Create an initial/update Pandas DataFrame with Dash Object - python

I am creating a word search app using Dash by Plotly - I have seen some other similar questions to mine out there, but none seem to hit my direct point. I want to have a user enter a query into a Dash object, in my case a dcc.Input, and have that input create a DataFrame (or a dt.DataTable if someone can explain how to further manipulate those properly). Most the examples on Dash's website have a pre-built DataFrame, if not pre-built, no examples show an #app.callback creating a DataFrame.
So... step by step where I am
Here is my app.layout. I want to pass an input that creates a DataFrame/table. Then, pass that resulting table to some graphs (starting with one for simplicity).
app.layout = html.Div([
html.H2('Enter a text query'),
html.H6('Searching multiple words will create an AND statement where \
\n |valve leak| will return records with valve and leak. Or, \
\n you can use " " to search for specific phrases like "valve leak".'),
dcc.Input(id='searchId', value='Enter Search Term', type='text'),
html.Button('Submit', id='button', n_clicks=0),
dcc.Graph(id='tableGraph', figure='fig'),
html.Button('Update Graph', id='graph', n_clicks=0),
dt.DataTable(style_cell={
'whiteSpace': 'normal',
'height': 'auto',
'textAlign': 'left'
}, id='queryTable',
)
])
Here is the first search callback. Right now, I am attempting to use a global df to 'export' the DataFrame from the function.
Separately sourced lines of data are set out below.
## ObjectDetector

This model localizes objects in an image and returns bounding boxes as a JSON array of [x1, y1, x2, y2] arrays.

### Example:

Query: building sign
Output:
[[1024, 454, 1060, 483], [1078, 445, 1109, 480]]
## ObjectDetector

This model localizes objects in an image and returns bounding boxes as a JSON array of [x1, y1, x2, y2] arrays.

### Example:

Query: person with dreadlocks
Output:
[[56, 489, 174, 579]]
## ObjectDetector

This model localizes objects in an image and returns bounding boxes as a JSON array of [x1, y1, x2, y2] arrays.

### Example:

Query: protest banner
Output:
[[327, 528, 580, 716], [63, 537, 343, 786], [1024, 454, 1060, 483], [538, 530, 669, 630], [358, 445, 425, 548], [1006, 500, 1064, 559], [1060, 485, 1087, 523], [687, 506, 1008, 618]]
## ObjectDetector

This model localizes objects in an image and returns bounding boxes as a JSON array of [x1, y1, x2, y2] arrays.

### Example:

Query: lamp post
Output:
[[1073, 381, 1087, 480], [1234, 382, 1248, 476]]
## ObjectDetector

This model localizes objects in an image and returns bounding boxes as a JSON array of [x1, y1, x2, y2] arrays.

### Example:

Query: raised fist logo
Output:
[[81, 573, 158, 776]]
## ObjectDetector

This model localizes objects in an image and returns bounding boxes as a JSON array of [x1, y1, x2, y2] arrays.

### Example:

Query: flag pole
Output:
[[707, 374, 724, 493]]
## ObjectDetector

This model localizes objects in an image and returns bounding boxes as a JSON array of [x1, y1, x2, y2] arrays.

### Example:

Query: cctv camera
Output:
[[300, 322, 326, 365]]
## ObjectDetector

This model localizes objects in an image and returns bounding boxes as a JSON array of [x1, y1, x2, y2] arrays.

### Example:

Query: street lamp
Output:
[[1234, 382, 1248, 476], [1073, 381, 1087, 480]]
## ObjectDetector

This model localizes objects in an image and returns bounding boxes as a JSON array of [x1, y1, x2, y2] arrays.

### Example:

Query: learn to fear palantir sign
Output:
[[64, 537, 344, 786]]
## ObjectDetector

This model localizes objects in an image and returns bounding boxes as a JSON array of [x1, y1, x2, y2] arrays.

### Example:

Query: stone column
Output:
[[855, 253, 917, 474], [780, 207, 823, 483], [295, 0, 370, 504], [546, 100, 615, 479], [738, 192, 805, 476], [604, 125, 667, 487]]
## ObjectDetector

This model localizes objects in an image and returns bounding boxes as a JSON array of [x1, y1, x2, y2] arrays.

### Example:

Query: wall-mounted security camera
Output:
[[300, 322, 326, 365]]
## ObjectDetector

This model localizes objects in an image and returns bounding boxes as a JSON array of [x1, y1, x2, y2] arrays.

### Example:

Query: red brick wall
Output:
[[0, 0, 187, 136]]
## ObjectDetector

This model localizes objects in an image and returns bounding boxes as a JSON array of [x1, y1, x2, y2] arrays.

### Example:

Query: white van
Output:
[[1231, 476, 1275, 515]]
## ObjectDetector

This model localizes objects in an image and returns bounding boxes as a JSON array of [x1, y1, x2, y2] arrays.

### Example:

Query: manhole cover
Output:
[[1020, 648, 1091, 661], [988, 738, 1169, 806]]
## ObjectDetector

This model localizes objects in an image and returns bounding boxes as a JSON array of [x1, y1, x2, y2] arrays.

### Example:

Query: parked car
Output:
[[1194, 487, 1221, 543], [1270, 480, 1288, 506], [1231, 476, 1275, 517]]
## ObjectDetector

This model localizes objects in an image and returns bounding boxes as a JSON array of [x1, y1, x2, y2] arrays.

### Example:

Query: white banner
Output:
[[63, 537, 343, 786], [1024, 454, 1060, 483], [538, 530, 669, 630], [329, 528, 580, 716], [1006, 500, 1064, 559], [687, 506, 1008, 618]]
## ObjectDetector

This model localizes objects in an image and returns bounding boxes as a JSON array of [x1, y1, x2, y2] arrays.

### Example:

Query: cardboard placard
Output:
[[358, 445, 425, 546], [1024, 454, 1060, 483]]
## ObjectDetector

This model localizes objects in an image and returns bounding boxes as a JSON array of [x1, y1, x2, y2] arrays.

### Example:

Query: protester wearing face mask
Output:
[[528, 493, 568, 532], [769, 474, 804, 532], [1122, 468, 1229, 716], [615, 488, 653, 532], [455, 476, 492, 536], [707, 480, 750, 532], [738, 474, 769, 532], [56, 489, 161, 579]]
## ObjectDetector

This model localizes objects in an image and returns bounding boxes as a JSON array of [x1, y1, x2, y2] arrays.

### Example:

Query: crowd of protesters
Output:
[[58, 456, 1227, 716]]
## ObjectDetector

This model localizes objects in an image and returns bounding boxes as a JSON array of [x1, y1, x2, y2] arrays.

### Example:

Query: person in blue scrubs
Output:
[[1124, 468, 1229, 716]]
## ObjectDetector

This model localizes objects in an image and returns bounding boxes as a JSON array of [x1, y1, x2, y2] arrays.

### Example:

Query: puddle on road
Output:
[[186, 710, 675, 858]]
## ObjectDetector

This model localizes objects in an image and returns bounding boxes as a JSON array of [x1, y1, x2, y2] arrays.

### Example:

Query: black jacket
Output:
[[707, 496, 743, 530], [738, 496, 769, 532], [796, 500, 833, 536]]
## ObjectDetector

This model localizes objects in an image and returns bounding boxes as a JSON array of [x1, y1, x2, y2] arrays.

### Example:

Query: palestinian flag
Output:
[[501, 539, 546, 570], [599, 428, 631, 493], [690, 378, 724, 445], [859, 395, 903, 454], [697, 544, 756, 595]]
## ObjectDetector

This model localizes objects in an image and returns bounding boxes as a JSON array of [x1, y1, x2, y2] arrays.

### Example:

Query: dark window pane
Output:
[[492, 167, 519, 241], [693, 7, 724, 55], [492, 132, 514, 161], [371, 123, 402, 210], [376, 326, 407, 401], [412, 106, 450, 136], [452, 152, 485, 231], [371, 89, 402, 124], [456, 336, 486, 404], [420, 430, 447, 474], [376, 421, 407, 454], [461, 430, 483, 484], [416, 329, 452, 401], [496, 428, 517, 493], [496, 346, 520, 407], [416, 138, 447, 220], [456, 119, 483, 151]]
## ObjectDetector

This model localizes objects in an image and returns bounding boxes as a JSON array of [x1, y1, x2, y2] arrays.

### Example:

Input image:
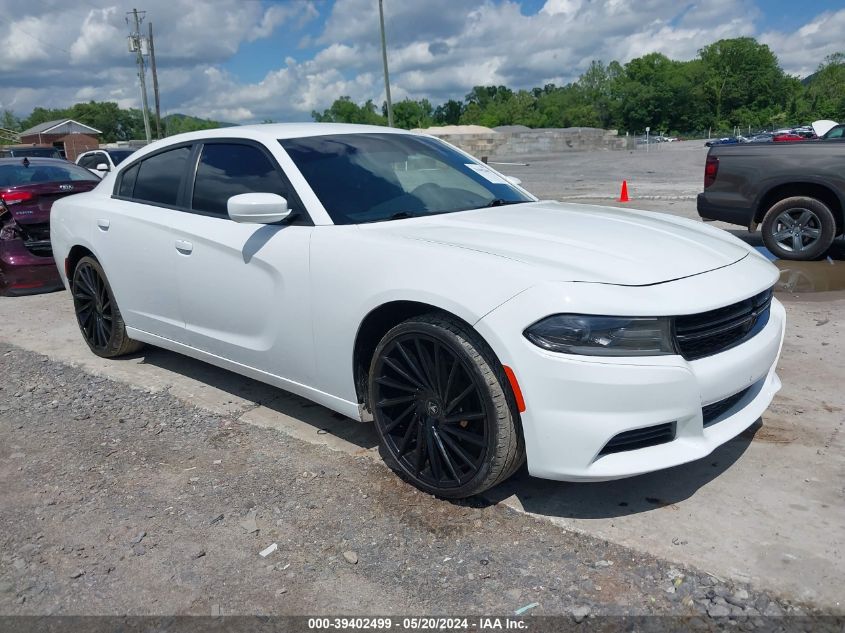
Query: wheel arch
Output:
[[65, 244, 99, 284], [352, 300, 509, 414], [754, 181, 845, 235]]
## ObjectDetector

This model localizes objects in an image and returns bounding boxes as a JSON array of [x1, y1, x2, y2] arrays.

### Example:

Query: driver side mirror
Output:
[[226, 193, 291, 224]]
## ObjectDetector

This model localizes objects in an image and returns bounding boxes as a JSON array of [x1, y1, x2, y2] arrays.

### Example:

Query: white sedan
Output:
[[51, 124, 785, 497]]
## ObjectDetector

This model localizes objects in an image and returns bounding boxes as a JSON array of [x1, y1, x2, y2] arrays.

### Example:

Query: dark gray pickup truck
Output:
[[698, 139, 845, 260]]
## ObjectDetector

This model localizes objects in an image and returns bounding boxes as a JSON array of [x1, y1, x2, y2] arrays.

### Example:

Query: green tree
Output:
[[311, 97, 387, 125], [805, 53, 845, 121], [381, 99, 434, 130], [434, 99, 464, 125], [699, 37, 788, 127]]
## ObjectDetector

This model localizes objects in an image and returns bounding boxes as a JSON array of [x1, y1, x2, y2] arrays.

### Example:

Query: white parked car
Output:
[[51, 124, 784, 497], [76, 148, 135, 178]]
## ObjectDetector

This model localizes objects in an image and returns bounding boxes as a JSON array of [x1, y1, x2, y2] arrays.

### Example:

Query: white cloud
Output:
[[0, 0, 845, 122], [760, 9, 845, 77]]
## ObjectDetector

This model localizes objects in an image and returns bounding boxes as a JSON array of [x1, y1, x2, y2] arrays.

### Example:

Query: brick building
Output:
[[20, 119, 102, 161]]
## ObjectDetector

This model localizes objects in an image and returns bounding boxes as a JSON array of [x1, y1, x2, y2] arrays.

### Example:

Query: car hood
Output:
[[372, 202, 749, 286]]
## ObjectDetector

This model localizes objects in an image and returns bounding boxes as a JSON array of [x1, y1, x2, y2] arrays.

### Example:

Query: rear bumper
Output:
[[696, 193, 754, 227], [0, 240, 64, 297]]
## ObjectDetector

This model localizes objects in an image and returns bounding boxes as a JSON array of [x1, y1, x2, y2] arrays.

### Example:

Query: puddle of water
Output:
[[757, 246, 845, 293]]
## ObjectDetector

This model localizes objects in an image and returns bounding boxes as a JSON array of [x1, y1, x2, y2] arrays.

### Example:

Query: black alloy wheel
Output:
[[71, 257, 141, 358], [760, 196, 836, 261], [370, 316, 524, 497]]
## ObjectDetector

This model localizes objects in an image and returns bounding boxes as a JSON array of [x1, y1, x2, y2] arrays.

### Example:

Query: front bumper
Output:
[[0, 240, 64, 297], [480, 276, 785, 481]]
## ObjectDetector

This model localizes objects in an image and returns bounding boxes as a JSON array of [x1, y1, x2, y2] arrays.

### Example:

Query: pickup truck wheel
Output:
[[70, 257, 143, 358], [760, 196, 836, 260], [370, 314, 525, 499]]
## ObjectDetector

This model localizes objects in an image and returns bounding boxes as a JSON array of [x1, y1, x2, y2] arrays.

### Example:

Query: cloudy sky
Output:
[[0, 0, 845, 123]]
A problem is that Dash does not really allow DataFrame returns (or does it? not really sure how to extract my search DataFrame). This does output the table properly via data, columns
#app.callback(
[Output(component_id='queryTable', component_property='data'),
Output(component_id='queryTable', component_property='columns')],
[Input(component_id='button', component_property='n_clicks')],
[State('searchId', 'value')]
)
def update_Frame(n_clicks, value):
if n_clicks > 0:
with index.searcher() as searcher:
parser = QueryParser("content", index.schema)
myquery = parser.parse(value)
results = searcher.search(myquery, limit=None)
#print(results[0:10])
print("Documents Containing ", value, ": ", len(results), "\n")
global df
df = pd.DataFrame([i['date'], i['site'], i['ticket'], i.score, i['docId'],i['content']] for i in results)
df.columns=['Reported Date', 'Site','Ticket ID', 'Score', 'Document ID', 'Content']
columns = [{'name': col, 'id': col} for col in df.columns]
data = df.to_dict(orient='records')
return data, columns
Now, if I had the DataFrame, I would pass it to another callback to manipulate and create figures. My attempt is to assign the global df in a new callback, but that does not work.
#app.callback(
Output(component_id='tableGraph', component_property='figure'),
[Input(component_id='graph', component_property='n_clicks')]
)
def updateFig(n_clicks):
if n_clicks > 0:
frame = df
frame = frame.sort_values(by='Reported Date')
#fig = px.line(df, x='Reported Date', y='Score', title=value)
frame['Avg'] = frame['Score'].rolling(window=10).mean()
# Test
abc = frame.loc[frame['Site'] =='ABC']
# real
fig = go.Figure()
fig.add_trace(go.Scatter(x=abc['Reported Date'], y=abc['Score'],
mode='markers',
marker_color='BLUE',
name='ABC',
text="Site: " + abc['Site'].map(str) + " " + "Ticket: "+ abc['Ticket ID'].map(str)))
# There is a good bit more of figure trace stuff here, but I am shortening it.
print(fig)
return fig
It seems that Python is recognizing the correct frame, and when I print fig the console shows what looks to be the correct Dash object. However, no figure appears on the actual test website. My main question is: How can I pass a variable to a Dash object and ultimately a callback to create an initial DataFrame to pass to further Dash objects?
Thank you for reading a long question

You could use dcc.Store. The dcc.Store component works like a session based storage. For your case you would have two callbacks then.
First define the Store component in your Frontend section:
dcc.Store(id='memory')
The first callback where you output the genereated data into the dcc.Store component.
#app.callback(Output('memory', 'data'), [Input('button', 'n_clicks')])
The second callback where you fetch the data from the storage to show graphs/plots or anything else
#app.callback(Output('queryTable', 'data'), [Input('memory', 'data')])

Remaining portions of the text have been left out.